If loving the bitruncated 5-cell made by cutting a 5-cube in half along the plane perpendicular to the long diagonal is wrong, I don't want to be right.Naraht (talk) 02:30, 6 July 2016 (UTC)

Is there a question? AllBestFaith (talk) 01:56, 8 July 2016 (UTC)

@AllBestFaith: Nope. Just an observation.Naraht (talk) 19:01, 8 July 2016 (UTC)

Winning the most money in a specific lottery drawing

As I'm aware of the miniscule odds of winning anything in a lottery, this isn't an advice request.

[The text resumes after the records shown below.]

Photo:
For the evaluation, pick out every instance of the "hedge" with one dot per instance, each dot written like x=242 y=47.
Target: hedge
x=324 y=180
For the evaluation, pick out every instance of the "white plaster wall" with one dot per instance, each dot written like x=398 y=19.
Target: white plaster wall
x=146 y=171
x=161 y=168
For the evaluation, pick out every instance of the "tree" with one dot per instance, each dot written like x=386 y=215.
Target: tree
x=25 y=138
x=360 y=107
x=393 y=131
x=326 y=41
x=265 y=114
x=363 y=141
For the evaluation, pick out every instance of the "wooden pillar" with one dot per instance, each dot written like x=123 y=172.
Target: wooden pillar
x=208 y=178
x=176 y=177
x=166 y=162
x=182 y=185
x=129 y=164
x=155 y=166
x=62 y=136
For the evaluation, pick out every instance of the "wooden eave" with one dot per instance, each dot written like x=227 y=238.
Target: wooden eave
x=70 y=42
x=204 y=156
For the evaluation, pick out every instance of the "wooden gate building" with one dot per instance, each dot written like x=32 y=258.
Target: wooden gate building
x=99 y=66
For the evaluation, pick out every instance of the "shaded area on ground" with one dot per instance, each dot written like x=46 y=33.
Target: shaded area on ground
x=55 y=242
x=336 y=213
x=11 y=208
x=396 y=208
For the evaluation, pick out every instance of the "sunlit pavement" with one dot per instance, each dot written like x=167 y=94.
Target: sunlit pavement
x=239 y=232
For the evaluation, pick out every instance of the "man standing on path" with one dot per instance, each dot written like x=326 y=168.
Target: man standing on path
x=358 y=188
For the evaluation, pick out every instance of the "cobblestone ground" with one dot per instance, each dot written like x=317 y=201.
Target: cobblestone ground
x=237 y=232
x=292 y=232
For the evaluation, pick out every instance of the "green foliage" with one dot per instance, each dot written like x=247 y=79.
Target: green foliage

Like many other American lotteries, the jackpot for Mega Millions increases whenever a drawing yields no winners, but like many other American lotteries, if two or more tickets are sold with the winning number, the jackpot will be split among the winners. Tonight's news ran a story about people buying large numbers of tickets for the latest drawing, many excited by the unusually high jackpot. This leaves me wondering: for jackpots that increase for lack of winners (whether Mega Millions or other drawings), is it routinely possible to use publicly available information to calculate the jackpot value at which one is likely to win the largest amount of money? Obviously you'll win more money if the jackpot is bigger, but as the jackpot grows, people buy more tickets, so there's also an increase in the chance that a winning number will be chosen by two or more people, so your chances of winning-but-sharing also increase. Nyttend (talk) 03:15, 6 July 2016 (UTC)

That's really more of an application of game theory or decision theory than one of pure number-crunching statistics. Of course, there is an element of probability and statistics, but these are buried in the details of the n other players who also participate. For this type of game with many players, it's impossible to constrain a probabilistic model that could yield an analytically-optimal answer unless you have a fully-constrained model of other people's decision-making. There's a lot of mathematics and statistics that can be thrown at the problem - and it's an active area of applied research, because it has all sorts of practical applications to, say, financial markets - but at the end of the day, those methods all boil down to some kind of heuristic that describes how you expect yourself and the other players to behave. The question devolves more into a theory of crowd psychology than of mathematical probability.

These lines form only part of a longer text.